Dieser alte Pilgerweg mit einer Länge von 320 Kilometern wäre leicht in zwei Wochen zu Fuß zurückzulegen. Goldenes Herbstwetter wurde vorhergesagt und Pilgerherbergen sind laut Plan durchgehend bewirtschaftet.

Kurzentschlossen starte ich.

Alles wird anders: Vom Wintereinbruch überrascht, entwickelt sich der Marsch im Schneesturm über tiefverschneite Bergpässe zum Alptraum.

Willkommen in der weißen Hölle!

Fahrt durch die Nacht

24. November, Anreise

»Diesen Weg sollte man auf keinen Fall im Winter unternehmen.«

Als ich die Warnung im Pilgerbericht lese, ist meine Entscheidung getroffen: Ich werde den Camino Primitivo gehen.

Es ist Ende November, goldener Herbst und kein Winter in Sicht. Bis jetzt noch nicht. Also der richtige Moment, die ultimative Chance, vor Einbruch der kalten Jahreszeit das Jahr mit einer letzten Wanderung zu segnen.

Am Spannendsten finde ich, Wege selbst zu entdecken. Nicht nach einem Plan oder mit einem Reiseführer vor der Nase zu wandern. Ganz unvorbereitet wollte ich die Tour aber nicht beginnen: sind die Pilgerherbergen überhaupt zu dieser Jahreszeit geöffnet? Wo kann ich übernachten?

Eine Liste aller Herbergen des Weges - in welchem Ort sie sich befinden und welche Entfernungen dazwischen liegen - habe ich mir ausgedruckt. Laut den Informationen einer spanischen Internetseite sind alle Pilgerherbergen 365 Tage im Jahr, also durchgehend geöffnet. Das entscheidende Kriterium ist erfüllt. Perfekt!

Jetzt sitze ich im Fernbus, bin auf dem Weg zurück nach Spanien, fahre durch Frankreich und nähere mich den Pyrenäen.

Eigentlich war ich niemals ganz fort von hier – mein Geist war im vergangenen Sommer auf dem Jakobsweg, dem Camino Francés nach Santiago de Compostela hängengeblieben. Dort, in der weitläufigen Hochebene, in einem Dorf der tiefsten spanischen Provinz, hatte ich von einem portugiesischen Pilger in einer Herberge erfahren, es solle noch eine andere Variante des Jakobsweges geben.
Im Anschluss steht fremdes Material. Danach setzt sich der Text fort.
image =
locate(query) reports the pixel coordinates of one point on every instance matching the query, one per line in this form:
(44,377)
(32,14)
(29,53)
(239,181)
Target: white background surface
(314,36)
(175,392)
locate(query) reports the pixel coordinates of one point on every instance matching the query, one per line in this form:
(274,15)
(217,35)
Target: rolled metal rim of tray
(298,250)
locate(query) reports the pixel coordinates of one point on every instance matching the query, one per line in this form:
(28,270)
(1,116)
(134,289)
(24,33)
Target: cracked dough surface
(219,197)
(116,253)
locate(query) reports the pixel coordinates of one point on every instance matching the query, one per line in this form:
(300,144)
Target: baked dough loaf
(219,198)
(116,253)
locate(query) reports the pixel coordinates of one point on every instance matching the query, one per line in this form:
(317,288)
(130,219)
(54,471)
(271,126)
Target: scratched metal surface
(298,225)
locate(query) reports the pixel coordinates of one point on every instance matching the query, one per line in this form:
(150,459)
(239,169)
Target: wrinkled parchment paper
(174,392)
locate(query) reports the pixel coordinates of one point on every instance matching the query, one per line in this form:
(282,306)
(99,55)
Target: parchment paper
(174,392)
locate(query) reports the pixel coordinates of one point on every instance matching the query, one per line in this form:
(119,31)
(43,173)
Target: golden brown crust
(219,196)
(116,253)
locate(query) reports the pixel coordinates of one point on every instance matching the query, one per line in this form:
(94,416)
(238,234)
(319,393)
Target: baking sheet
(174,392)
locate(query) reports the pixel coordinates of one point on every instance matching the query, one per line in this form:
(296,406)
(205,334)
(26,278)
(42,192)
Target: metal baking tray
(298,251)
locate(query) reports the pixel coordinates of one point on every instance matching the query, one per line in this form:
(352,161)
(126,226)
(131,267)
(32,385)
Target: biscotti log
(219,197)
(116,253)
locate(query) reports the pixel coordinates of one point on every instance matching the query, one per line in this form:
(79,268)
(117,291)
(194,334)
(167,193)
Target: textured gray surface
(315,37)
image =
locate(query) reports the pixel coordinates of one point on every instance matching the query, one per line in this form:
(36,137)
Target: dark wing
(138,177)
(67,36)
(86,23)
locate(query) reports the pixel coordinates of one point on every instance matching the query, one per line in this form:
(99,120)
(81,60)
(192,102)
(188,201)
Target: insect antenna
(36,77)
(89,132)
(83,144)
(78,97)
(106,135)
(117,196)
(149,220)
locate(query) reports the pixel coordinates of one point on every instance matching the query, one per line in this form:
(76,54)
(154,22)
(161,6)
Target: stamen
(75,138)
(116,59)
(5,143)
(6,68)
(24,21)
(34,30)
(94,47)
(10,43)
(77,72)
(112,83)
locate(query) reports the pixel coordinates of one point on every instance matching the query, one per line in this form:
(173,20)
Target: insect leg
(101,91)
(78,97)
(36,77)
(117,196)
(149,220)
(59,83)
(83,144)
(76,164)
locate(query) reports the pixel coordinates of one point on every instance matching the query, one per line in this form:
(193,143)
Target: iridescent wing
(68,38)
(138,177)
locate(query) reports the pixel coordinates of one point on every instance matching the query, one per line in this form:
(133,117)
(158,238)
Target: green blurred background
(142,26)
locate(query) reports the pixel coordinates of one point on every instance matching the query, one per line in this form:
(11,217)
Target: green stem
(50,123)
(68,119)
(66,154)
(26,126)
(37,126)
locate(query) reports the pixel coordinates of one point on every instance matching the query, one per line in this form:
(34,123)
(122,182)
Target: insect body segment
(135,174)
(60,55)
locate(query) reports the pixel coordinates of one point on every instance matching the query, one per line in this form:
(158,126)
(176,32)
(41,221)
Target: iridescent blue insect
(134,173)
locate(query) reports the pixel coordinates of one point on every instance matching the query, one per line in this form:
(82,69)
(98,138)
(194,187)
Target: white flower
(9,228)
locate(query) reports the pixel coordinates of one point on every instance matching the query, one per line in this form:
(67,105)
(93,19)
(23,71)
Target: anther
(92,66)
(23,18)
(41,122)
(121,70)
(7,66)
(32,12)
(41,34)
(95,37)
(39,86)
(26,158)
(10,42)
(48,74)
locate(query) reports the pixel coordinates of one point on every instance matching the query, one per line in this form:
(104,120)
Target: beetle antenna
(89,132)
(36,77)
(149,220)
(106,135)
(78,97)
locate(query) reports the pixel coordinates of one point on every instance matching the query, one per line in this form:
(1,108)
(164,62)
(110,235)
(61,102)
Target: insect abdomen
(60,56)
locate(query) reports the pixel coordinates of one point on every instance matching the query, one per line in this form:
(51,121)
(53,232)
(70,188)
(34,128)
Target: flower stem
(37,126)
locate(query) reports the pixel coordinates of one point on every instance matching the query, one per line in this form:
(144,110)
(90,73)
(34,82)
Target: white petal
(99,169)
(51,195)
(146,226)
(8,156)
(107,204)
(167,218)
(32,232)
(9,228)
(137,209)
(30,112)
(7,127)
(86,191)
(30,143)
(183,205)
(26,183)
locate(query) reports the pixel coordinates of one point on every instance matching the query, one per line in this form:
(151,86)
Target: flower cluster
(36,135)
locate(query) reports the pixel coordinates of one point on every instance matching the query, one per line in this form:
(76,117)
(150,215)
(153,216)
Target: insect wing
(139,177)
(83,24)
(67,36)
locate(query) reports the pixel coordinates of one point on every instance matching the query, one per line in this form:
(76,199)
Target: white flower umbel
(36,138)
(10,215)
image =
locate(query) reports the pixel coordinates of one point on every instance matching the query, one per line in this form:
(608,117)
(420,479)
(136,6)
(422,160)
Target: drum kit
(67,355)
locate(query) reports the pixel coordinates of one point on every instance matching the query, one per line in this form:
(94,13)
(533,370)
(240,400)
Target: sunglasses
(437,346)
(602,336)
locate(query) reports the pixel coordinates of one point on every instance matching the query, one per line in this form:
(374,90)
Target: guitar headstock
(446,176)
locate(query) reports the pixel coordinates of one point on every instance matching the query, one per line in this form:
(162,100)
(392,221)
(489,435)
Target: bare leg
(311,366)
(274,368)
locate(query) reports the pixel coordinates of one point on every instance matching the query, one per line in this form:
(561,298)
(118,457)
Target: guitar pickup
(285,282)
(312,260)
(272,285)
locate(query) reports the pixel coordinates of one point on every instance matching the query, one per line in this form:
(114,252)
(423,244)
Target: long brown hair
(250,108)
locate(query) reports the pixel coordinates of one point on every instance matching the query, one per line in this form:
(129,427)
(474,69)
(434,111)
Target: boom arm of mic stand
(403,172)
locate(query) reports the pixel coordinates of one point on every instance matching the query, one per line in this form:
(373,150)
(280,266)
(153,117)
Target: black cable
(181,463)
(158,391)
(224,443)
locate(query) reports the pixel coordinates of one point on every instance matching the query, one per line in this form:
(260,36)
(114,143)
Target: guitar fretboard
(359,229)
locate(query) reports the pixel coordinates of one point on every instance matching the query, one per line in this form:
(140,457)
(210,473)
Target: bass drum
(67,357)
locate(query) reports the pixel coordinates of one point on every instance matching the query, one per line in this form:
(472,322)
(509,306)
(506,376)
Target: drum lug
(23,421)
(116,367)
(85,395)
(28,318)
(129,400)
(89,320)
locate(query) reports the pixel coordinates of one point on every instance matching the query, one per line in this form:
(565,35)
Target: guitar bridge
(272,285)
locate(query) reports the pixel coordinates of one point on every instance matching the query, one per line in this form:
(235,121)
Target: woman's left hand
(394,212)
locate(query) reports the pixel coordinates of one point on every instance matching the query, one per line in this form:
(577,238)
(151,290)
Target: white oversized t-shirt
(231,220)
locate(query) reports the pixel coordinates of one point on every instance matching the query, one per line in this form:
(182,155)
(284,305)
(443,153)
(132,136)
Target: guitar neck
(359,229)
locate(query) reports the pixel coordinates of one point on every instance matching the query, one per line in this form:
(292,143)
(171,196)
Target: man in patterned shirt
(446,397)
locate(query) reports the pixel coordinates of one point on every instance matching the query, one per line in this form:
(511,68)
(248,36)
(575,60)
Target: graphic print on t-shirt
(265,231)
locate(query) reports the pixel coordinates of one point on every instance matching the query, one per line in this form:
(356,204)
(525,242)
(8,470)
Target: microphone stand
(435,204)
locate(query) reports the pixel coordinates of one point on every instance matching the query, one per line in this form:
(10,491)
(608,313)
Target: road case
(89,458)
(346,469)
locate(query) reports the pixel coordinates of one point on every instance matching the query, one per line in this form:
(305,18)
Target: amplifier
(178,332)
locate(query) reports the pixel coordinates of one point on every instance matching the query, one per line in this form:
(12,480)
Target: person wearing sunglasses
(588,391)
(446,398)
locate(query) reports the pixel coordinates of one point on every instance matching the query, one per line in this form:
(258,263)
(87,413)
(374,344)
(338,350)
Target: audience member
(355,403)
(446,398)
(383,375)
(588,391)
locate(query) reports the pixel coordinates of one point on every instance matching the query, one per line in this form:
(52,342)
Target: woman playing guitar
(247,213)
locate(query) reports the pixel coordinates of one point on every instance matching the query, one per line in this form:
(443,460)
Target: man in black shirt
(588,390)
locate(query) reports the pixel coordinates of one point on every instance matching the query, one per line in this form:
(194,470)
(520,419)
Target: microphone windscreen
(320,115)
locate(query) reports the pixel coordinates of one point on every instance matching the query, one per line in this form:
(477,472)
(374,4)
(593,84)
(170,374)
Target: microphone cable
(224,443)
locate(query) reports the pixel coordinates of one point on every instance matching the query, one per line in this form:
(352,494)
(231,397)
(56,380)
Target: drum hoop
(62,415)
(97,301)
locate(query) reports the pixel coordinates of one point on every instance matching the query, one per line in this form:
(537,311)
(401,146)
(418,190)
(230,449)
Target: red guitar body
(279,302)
Einen noch viel älteren. Den ursprünglichen Weg. Den Camino Primitivo.

Für mich ist es ein Versuch, mental zurück in die Wirklichkeit zu finden. Möglicherweise wird es schauderhaftes Wetter geben, vielleicht wird die Tour unangenehm. So werde ich zur Erkenntnis kommen: der Camino ist etwas ganz Normales. Und vielleicht ist es die passende Medizin, wenn man sich auf dem Jakobsweg davor unglücklich verliebt hat.

Es sitzen viele Pendler im Bus, Glücksritter auf der Suche nach einem Job. Aushilfsarbeiter, die sich in Deutschland für wenige Münzen verdingt haben und in ihre Heimat zurückkehren. Ein Spanier, der ebenso mit dem Fernbus reist, erzählt mir während einer Pause: er wäre dem Ruf nach Frankfurt gefolgt, denn man hätte ihm einen Job auf einer Baustelle angeboten. Dort angekommen - fährt er fort - sagte man ihm: nein, es wäre ein Irrtum, momentan hätte man keinen Bedarf. Pech gehabt! Der Spanier hat noch einen weiten Weg vor sich. Er kehrt zurück nach Malaga, eine weitere Tagesreise mit dem Bus.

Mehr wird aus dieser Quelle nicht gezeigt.